Improper collusion to defeat justice in Lubowski case
Charles Courtney-Clarke
The Namibian Newspaper in its recent front page article “LUBOWSKI CASE IN DEAD END”, by journalist Werner Menges omits new and cogent facts regarding the only comprehensive action taken in Namibia and South Africa since 1994 to bring those to justice for the crimes committed against the United Nations and the people of Namibia during the Untag period, 1 April 1989 – 21 March 1990. This needs to be reported by The Namibian in the public interest.
Prosecutor General Martha Imalwa’s quoted statement (that in the absence of credible new evidence she does not plan to prosecute anyone in connection with the murder of Anton Lubowski) is a public admission of the incapacity of the Namibian government, and particularly Swapo politicians and officials, to investigate unpunished crimes. This includes not only Lubowski’s assassination but all the political crimes in that period, committed against the UN during 1989 when their Outjo offices were bombed and a security guard killed.
At all times the cases were handled by identifiable ex-apartheid officials in the government into which SWAPO was integrated when it won election in1990. So, the Prosecutor General is therefore publicly requested to declare what SWAPO officials have done to resolve these crimes.
In the chain of legal events in pursuit of justice since 1994, formal complaints were made (in the form of new physical evidence for the motives of Lubowski’s murder) to request both the Namibian and South African governments' legal position on resolving the crimes of the period 1989 to 1992.A letter to the Directorate of Special Operations in South Africa’s National Prosecuting Authority, to which certain and relevant new evidence was attached, was also presented by Gaby Lubowski to the Truth and Reconciliation Commission in South Africa, Namibia’s Anti-Corruption Commission and Prosecutor General Imalwa
The manner in which officials were defeating the ends of justice was detected and described precisely at an early stage in the legal proceedings into Lubowski’s murder when Justice Ismail Mahomed, who presided over the failed criminal case against Donald Acheson, stated:
“[T]he murder of Adv Lubowski is a matter of very fundamental public importance. […] His cold-blooded murder is a serious matter. The vigorous prosecution of whoever might have been responsible for this deed is clearly in the public interest and crucial to the administration and image of justice in Namibia.
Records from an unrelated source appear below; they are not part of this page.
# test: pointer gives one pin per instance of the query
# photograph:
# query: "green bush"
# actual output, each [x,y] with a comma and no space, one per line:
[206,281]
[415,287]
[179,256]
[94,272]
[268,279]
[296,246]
That image and that interest might prejudicially be impaired if there ever follows a perception in the public (legitimate or otherwise), that justice was defeated by procedural complexities, by legal stratagems, by tactical manoeuvres or by any improper collusion.” (my underlining)
It is a travesty of justice that Justice Mahomed’s warning was not heeded and that the defeating of justice that he warned against is exactly what has happened in this case.
It must be noted that all the evidence in the letter first sent to the National Prosecuting Authority, including a list of missing persons (Namibians who disappeared after being murdered in South African captivity) which I have presented as the motive for the murder of Anton Lubowski, is in fact new evidence.
Both countries have in their respective ways now complied with the legal requirements prescribed by the international community that local authorities are obligated to resolve these crimes of 1989 before the international community is legally obligated to investigate them.
The inability of the local Swapo Namibian officials and their respective South African counterparts to resolve these crimes is linked to the fact that the identified authorities handling these cases clearly have a private interest not to investigate these crimes.
The then legal fraternity in Namibia and those purportedly acting for the late Lubowski omitted to act upon evidence that police officers had indeed committed perjury during the first inquest into the killing of Lubowski when they declared they were not monitoring Lubowski during the Untag period.
The extensive evidence to support the perjury charge has never been questioned. Furthermore in order to support the findings that the involved officials colluded to defeat the ends of justice, and that it was and is a common practice, four other cases of 1992/3 have been presented to corroborate this very serious charge.
The failure of the Namibian government to act on these publicly reported State activities reflects once again very poorly on Swapo government officials’ capabilities and their reliance on these identified apartheid-era officials kept in the government since independence in 1990.
The decision by the South Africans not to investigate these crimes committed in 1989 and the inability of the Namibian authorities to act finally permitted and necessitated a complaint to the International Criminal Court in The Hague. I have also made an official complaint to the Anti-Corruption Commission.
A formal Demand and Declaration (Feb 2014) to the United Nations to cause an investigation into the crimes committed in 1989 has been submitted. In the interim the United Nations has been requested to establish the integrity of the police dockets covering the bombing of its office, the escape of the perpetrators and the Lubowski murder.